I think you are right about the thick custard but that is how we make ours--all on the stove top and it is very easy to scramble it. But once you get the technique down it sure makes it easy to knock out 25 or 30 in one shot. I also think the final product is very good, the chef who taught me this went to school in Denmark for six years so maybe he knows something I don't.....I was suprised to see it done this way too, shocked is a better word but he is the pastry chef so.....I can post recipe if anyone is interested.


----------



## thebighat (Feb 21, 2001)

I tried this the other day and it worked. I used Jacque Pepin's recipe. 

1 cup milk
1 cup cream
4 yolks
1 egg
3 tb sugar
vanilla to taste.

cooked it in a double boiler, then put it in cups and baked it for 20 min. It worked perfectly.
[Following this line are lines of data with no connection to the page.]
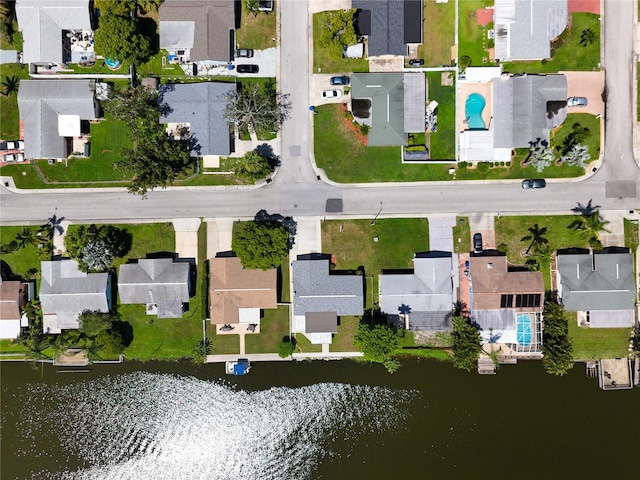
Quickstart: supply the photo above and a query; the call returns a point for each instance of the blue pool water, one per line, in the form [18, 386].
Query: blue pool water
[523, 329]
[473, 111]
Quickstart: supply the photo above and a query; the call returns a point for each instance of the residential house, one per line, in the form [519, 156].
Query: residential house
[392, 104]
[320, 297]
[55, 32]
[198, 30]
[237, 294]
[53, 113]
[506, 303]
[424, 298]
[390, 25]
[196, 111]
[516, 110]
[600, 286]
[13, 296]
[65, 292]
[161, 284]
[525, 28]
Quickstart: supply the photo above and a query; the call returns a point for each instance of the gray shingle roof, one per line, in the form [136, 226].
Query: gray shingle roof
[42, 23]
[41, 102]
[212, 23]
[202, 106]
[315, 290]
[159, 281]
[520, 108]
[426, 294]
[608, 286]
[524, 28]
[391, 30]
[66, 291]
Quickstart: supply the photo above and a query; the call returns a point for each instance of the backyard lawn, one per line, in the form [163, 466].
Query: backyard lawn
[568, 55]
[438, 33]
[322, 60]
[257, 31]
[9, 117]
[597, 343]
[510, 231]
[274, 326]
[398, 240]
[443, 142]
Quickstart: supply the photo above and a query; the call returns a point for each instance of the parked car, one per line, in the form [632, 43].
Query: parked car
[12, 145]
[13, 157]
[329, 94]
[244, 53]
[342, 80]
[534, 183]
[477, 242]
[576, 102]
[247, 68]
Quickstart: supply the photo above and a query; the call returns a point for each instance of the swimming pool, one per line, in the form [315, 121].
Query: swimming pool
[473, 111]
[523, 329]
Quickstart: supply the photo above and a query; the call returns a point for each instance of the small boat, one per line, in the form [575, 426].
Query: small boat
[240, 367]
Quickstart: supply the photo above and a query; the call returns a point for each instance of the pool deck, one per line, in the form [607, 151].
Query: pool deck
[466, 89]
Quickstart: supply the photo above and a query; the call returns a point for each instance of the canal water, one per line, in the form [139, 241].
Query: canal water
[313, 420]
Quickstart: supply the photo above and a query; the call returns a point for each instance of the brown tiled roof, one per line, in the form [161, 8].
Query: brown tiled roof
[10, 300]
[233, 287]
[212, 19]
[491, 278]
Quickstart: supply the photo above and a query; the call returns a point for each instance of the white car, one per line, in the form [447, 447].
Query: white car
[329, 94]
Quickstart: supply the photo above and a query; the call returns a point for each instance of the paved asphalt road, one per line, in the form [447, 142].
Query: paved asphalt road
[297, 192]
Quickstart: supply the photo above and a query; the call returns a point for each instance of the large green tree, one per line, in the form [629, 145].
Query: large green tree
[261, 245]
[118, 37]
[557, 349]
[467, 344]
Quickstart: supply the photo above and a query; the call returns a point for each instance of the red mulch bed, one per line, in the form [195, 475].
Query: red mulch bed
[352, 126]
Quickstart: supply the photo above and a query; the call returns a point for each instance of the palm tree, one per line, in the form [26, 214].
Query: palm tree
[11, 85]
[536, 236]
[587, 37]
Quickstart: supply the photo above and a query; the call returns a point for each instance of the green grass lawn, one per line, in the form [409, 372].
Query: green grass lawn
[438, 33]
[568, 55]
[398, 240]
[443, 142]
[323, 62]
[257, 31]
[597, 343]
[9, 116]
[472, 38]
[510, 231]
[462, 236]
[24, 259]
[273, 327]
[304, 345]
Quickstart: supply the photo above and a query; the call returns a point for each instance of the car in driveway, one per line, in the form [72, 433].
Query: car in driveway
[341, 80]
[244, 53]
[534, 183]
[247, 68]
[577, 102]
[477, 243]
[13, 157]
[329, 94]
[12, 145]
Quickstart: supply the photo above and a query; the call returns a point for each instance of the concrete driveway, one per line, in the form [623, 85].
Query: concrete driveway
[586, 84]
[318, 83]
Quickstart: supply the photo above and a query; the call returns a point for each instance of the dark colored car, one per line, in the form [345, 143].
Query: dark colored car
[477, 242]
[244, 53]
[534, 183]
[247, 68]
[342, 80]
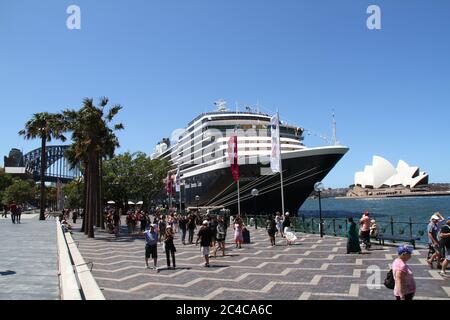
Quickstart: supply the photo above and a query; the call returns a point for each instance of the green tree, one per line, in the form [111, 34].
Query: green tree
[45, 126]
[133, 177]
[20, 191]
[93, 140]
[74, 191]
[5, 182]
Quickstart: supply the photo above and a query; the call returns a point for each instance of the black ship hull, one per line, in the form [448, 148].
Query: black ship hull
[301, 170]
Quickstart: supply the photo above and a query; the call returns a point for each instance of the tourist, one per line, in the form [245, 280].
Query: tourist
[365, 229]
[13, 209]
[5, 211]
[74, 217]
[182, 222]
[169, 246]
[19, 213]
[433, 243]
[162, 228]
[204, 235]
[191, 227]
[176, 223]
[221, 233]
[151, 246]
[289, 235]
[374, 231]
[117, 223]
[286, 221]
[353, 239]
[279, 223]
[445, 243]
[213, 227]
[271, 228]
[129, 221]
[405, 285]
[238, 237]
[143, 221]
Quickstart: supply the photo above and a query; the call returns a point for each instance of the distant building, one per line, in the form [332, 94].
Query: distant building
[382, 174]
[15, 159]
[15, 164]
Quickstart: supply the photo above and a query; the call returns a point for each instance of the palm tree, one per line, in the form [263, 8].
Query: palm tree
[45, 126]
[93, 140]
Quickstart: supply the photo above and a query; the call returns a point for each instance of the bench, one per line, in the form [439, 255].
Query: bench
[382, 237]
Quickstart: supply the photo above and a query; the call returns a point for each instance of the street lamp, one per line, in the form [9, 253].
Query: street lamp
[318, 187]
[197, 198]
[255, 193]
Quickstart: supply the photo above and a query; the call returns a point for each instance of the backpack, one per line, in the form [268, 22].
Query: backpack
[389, 282]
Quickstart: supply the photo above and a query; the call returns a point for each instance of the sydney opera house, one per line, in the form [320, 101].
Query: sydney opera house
[382, 179]
[382, 174]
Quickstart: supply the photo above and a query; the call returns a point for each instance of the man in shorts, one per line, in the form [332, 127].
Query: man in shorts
[445, 241]
[151, 246]
[205, 237]
[433, 243]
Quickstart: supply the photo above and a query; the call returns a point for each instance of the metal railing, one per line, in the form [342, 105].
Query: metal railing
[339, 226]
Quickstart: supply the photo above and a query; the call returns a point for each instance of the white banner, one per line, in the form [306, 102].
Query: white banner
[275, 156]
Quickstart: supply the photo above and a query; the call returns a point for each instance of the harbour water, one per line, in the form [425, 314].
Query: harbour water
[400, 216]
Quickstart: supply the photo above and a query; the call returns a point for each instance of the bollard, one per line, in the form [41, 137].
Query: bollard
[392, 226]
[410, 227]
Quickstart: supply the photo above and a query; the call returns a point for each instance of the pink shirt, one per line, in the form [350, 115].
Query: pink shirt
[365, 223]
[409, 285]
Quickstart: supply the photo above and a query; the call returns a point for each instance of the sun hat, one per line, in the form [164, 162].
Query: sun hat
[404, 249]
[435, 217]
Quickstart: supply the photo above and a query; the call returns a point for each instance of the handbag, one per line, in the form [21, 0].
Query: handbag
[389, 282]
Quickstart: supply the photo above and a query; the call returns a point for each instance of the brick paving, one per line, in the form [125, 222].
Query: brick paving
[28, 259]
[313, 269]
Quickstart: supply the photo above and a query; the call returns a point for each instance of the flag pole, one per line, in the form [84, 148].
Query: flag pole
[239, 199]
[281, 167]
[180, 200]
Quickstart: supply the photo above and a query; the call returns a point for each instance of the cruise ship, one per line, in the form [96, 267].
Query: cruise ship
[200, 153]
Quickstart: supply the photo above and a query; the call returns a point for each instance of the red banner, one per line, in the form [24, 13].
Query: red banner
[233, 156]
[169, 184]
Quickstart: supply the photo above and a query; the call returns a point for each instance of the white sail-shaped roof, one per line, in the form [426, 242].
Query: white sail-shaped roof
[383, 174]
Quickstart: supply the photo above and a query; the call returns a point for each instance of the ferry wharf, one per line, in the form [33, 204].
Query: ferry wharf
[313, 269]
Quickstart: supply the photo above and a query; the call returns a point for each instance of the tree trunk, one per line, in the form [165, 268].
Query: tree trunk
[93, 191]
[43, 169]
[99, 222]
[86, 196]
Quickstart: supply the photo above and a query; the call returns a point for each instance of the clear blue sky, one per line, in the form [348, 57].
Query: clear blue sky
[166, 61]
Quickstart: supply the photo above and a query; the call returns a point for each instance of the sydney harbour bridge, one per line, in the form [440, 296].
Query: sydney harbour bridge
[58, 169]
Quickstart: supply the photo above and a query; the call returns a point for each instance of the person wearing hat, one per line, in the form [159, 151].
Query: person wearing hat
[204, 235]
[365, 229]
[151, 246]
[286, 222]
[405, 285]
[433, 243]
[169, 246]
[445, 242]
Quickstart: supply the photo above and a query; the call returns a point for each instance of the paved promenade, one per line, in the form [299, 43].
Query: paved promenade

I think next time I would use two eggs and 3 yolks.


----------



## dominique (Jan 15, 2001)

fontzmark, I cook my brulees on the stove top too. In spite of the frantic stirring, I think it's tons easier. I prefer the texture too, a lot silkier than the oven baked. I've found that for my recipe the higher-fat creams will mess it up though. 

I added an espresso brulee to the menu this month and it's been selling really well. I just add a tablespoon of the ground bean to the cream and cut out some of the vanilla. I'm pouring the mix in a coffee cup and they're serving it on a saucer just like a cup of coffee. A chocolate dipped spoon on the side for garnish and that's it but everyone loves it.


----------



## angrychef (Jan 15, 2001)

fontzmark, please post recipe. I would like to try it out, since all the creme brulees I have done have been in the oven. I will compare both techniques. Thanks.


----------



## mudbug (Dec 30, 1999)

Angrychef,

Here are lots of creme brulee recipes for you to browse not utilizing the oven.


----------



## fontzmark (Aug 13, 2000)

No Bake creme brulee

40 egg yolks
1 cup sugar
1 cup maple syrup
4 qts. heavy cream
4 van. beans split/scraped
1 cup orange liquor (Curaco or something)
4 oz. corn starch

mix yolks, sugar and syrup.
add beans to cream and bring to almost boiling on stove top ( use a heavy pot)
Make a slurry with the booze and starch.
When cream is hot, temper the egg mixture(I temper a lot of it, I wisk about half of the cream into the eggs.)
Pour the rest of the egg mixture into the cream. I do this whole process on high heat and move the pot on and off the flame. If your pot is very heavy and holds heat well this process can go very fast. Wisk like ****, so the eggs don't scramble and add the slurry, continue to cook until mix thickens slightly. Poor mixture into a clean bowl to stop the cooking action, I always have cooked stuff on the bottom of the pan. This is the hard part...knowing when you have cooked it enough...without scrambling it...after you have it in a bowl, strain the mixture into big plastic pitchers and working fast pour into your service cups.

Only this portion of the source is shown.